Thursday, December 4, 2025

Opening the farm gate: new pathways for first and next-generation ownership


“Farmland and fishing quota have delivered exceptional long-term returns. The challenge now is making ownership attainable for the next wave of producers. We can do this with smarter structures, practical business models and policy that matches today’s reality,”

South Australian scholar Tom Cosentino, supported by Fisheries Research and Development Corporation has released his Nuffield Australia report,  examining how aspiring farmers and fishers can build equity and step into ownership despite rising land and quota values and shifting demographics across agriculture and seafood.

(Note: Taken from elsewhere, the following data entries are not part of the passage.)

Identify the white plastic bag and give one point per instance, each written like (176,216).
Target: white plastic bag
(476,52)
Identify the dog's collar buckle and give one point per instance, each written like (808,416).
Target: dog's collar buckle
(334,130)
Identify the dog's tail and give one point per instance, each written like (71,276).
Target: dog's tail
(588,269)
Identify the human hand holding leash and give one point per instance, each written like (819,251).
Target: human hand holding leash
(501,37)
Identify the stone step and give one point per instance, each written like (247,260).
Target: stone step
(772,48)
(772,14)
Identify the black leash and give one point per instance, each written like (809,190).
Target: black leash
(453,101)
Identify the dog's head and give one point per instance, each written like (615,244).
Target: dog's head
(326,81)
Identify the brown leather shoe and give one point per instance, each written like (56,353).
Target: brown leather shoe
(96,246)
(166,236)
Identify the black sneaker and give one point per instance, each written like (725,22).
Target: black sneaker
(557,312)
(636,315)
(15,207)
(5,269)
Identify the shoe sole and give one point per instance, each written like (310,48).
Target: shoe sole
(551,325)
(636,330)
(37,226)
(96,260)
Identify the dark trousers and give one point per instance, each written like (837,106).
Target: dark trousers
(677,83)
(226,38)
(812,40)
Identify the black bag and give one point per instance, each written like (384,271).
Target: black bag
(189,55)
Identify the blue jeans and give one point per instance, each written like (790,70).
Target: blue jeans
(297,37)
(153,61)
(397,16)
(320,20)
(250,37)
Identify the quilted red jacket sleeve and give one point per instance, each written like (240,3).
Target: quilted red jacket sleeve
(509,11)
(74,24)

Drawing on case studies from Australia, New Zealand, Canada, the United States, the United Kingdom, Ireland and Kenya, Tom highlights practical ownership pathways that are already working in the field. These include syndicates with shadow equity for high-performing managers, share milking and share farming and fishing models, employee share schemes, land trusts, estate freezes, and hub-and-spoke home-base farms that leverage leased country. He also profiles enterprise stacking, targeted land-use change and catalytic finance that rewards measurable environmental and social outcomes.

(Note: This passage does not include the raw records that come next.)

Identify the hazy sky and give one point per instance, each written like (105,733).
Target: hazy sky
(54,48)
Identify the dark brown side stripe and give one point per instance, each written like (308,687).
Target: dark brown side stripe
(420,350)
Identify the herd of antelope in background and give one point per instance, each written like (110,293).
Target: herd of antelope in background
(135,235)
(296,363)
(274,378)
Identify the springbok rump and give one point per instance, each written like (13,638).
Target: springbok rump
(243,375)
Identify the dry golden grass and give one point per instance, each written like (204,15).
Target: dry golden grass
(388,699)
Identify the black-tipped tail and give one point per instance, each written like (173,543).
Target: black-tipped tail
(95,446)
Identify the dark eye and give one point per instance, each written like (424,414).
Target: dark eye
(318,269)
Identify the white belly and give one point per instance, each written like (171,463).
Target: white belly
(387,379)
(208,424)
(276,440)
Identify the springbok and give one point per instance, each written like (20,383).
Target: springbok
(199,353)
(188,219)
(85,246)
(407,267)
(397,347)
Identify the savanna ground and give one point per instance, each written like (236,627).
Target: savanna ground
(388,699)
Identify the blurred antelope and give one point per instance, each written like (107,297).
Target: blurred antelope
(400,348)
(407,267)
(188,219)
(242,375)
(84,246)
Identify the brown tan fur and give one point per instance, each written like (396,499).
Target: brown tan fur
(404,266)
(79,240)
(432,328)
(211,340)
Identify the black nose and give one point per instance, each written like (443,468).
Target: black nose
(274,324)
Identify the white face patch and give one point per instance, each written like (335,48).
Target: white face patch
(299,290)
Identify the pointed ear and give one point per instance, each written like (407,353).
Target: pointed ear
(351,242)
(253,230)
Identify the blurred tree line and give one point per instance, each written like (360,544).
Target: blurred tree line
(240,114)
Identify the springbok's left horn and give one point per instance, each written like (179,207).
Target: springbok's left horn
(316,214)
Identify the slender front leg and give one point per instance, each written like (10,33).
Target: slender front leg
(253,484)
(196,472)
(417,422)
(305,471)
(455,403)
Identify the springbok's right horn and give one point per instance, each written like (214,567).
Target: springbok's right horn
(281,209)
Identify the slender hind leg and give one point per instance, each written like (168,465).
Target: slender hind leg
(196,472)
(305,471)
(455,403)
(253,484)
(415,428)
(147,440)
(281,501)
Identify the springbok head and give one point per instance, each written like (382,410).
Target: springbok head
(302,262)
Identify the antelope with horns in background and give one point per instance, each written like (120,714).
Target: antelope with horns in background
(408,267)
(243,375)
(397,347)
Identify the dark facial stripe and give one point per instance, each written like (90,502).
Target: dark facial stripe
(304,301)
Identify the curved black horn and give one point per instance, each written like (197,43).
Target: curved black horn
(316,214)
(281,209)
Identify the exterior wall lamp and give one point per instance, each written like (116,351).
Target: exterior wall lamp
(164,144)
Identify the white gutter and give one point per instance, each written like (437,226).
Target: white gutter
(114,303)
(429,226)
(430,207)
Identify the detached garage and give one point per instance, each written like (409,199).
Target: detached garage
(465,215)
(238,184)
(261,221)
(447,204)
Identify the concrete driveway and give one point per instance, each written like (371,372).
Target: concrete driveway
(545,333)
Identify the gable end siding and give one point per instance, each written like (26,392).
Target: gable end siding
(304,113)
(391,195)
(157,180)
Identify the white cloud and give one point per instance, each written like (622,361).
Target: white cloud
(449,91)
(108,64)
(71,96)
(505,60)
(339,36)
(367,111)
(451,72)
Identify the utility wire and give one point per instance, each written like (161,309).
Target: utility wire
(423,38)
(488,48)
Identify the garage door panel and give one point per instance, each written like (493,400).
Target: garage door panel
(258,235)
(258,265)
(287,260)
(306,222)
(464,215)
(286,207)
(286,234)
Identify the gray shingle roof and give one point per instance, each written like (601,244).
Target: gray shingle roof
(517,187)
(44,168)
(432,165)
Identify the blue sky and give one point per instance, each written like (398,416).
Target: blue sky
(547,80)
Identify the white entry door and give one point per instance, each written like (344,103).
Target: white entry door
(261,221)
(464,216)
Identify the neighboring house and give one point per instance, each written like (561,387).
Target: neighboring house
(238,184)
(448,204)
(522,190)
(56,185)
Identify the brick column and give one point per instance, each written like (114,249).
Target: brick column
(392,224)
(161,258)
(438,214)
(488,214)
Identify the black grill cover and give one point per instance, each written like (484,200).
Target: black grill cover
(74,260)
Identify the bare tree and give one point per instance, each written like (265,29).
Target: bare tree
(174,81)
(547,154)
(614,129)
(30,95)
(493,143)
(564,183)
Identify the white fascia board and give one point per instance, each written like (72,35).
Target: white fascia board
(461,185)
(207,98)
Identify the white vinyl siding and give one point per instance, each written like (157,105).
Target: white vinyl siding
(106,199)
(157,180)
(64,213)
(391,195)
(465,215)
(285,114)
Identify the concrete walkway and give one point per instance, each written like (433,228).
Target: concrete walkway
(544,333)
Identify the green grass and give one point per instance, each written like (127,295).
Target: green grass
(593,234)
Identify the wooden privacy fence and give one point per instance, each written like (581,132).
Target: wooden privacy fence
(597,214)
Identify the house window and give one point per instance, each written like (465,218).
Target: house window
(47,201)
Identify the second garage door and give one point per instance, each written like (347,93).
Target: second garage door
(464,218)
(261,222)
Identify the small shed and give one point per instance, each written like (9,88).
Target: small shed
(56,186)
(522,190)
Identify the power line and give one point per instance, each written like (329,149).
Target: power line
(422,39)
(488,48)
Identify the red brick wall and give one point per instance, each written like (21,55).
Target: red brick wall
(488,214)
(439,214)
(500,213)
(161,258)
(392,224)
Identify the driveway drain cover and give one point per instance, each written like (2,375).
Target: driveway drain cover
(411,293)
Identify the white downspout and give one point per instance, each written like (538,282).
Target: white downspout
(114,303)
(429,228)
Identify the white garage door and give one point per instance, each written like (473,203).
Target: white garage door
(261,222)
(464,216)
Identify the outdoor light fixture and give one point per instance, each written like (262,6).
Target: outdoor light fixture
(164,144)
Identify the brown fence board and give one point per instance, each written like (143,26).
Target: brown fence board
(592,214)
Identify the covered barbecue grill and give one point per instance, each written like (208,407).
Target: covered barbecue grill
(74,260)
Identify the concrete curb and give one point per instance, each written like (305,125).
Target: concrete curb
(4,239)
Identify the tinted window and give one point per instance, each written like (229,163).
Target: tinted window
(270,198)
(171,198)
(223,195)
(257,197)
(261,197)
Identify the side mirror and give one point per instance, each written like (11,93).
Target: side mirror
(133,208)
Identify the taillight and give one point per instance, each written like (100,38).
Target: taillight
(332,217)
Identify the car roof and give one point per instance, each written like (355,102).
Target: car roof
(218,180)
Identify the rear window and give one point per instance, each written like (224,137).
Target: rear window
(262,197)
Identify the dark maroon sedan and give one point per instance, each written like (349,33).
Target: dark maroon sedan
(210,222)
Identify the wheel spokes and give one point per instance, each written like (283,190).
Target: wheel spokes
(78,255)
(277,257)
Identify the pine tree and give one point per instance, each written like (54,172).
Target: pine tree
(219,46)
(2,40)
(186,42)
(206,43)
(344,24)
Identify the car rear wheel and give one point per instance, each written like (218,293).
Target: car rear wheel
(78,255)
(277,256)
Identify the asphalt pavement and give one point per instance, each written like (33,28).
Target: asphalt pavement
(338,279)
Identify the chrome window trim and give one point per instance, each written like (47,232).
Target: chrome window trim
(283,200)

“The old formula of buying the farm with standard debt and servicing it from farm income alone is increasingly unworkable for new entrants,” Tom says. “But when you blend the right entity structure with a fit-for-purpose business model and a genuine people strategy, ownership becomes possible. This is about passing the baton, not closing the track.”

The report sets out a suite of policy recommendations designed to ease entry without disadvantaging established businesses. Tom calls for a Parliamentary Standing Committee inquiry into intergenerational transfer and new entrants in farming and fishing, expanded land and quota matching services, refreshed young-farmer finance that recognises off-farm income and character-based lending, removal of income caps that prevent genuine start-ups from offsetting primary production losses, targeted quota allocations when fisheries reform to ITQs, and stable funding for youth organisations that grow the talent pipeline. 

“First and next-generation producers bring fresh skills, different risk profiles and a willingness to work across sectors. If we modernise the settings and scale what already works, we’ll strengthen food security, regional economies and environmental performance,” Tom says.

Tom presented his findings at the 2025 Nuffield National Conference in Adelaide, South Australia, sharing global examples of families and communities that have successfully transitioned assets to emerging owners while maintaining profitability and resilience.

The full report, including case studies and an overview of entity structures and business models, will be available on the Nuffield Australia website from today.